La rara e preziosa pietra blu era estratta dalle cave di Sar–e–Sang, tra le montagne del Badakhshan (odierno Afghanistan), l’unico giacimento noto nell’antichità, visitato anche da M arco Polo nel XIII secolo.
L’idea di dedicare una mostra a questa pietra, carica di magici significati, è stata offerta da Gian Carlo Parodi, mineralogista del Museum National d’Histoire Naturelle di Parigi. Si tratta quindi di una mostra mirata non solo all’approfondimento degli squisiti manufatti artistici ma rivolta anche – e non in misura minore – all’aspetto più prettamente mineralogico, argomenti che si integrano, consentendo approcci singolari e non usuali per la storia dell’arte. IlMuseo di Storia Naturale dell’Università di Firenze, diretto da Giovanni Pratesi, ha avuto un ruolo di primo piano nell’elaborazione del progetto e una sezione della mostra, dedicata alla pietra e ad aspetti di ricerca scientifica, è stata allestita al Museo della Specola.

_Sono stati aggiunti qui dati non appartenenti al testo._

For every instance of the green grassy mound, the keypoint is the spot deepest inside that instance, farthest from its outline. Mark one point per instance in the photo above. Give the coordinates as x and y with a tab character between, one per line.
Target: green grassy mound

Nel Museo degli Argenti la mostra si articola in quattro sezioni. La prima sezione Dal la Natura all’Artificio presenta una selezione di campioni di lapislazzuli di varia formazione e provenienza a diretto confronto con i massimi raggiungimenti nell’utilizzo del lapislazzuli in vasi e coppe, fiasche e mesciroba provenienti dai più prestigiosi musei d’Europa, quali il Museo del Prado di Madrid, l’Ashmolean Museum di Oxford, il Grünes Gewölbe di Dresda, il Landesmuseum Württemberg di Stoccarda. Vanto delle botteghe di intagliatori milanesi, l’arte di intagliare questa pietra fu introdotta a Firenze nel 1572 da Francesco I, che fece venire da Milano i fratelli Gian Ambrogio e Gian Stefano Caroni; sede dei laboratori granducali e nucleo delle botteghe di corte fu il Casino di San Marco, “ove in guisa di piccolo arsenale in diverse stanze ha diversi maestri che lavorano diverse cose e quivi tiene i suoi lambicchi, e ogni suo artifizio” , come scrive l’ambasciatore venezian o Andrea Gussoni nel 1576.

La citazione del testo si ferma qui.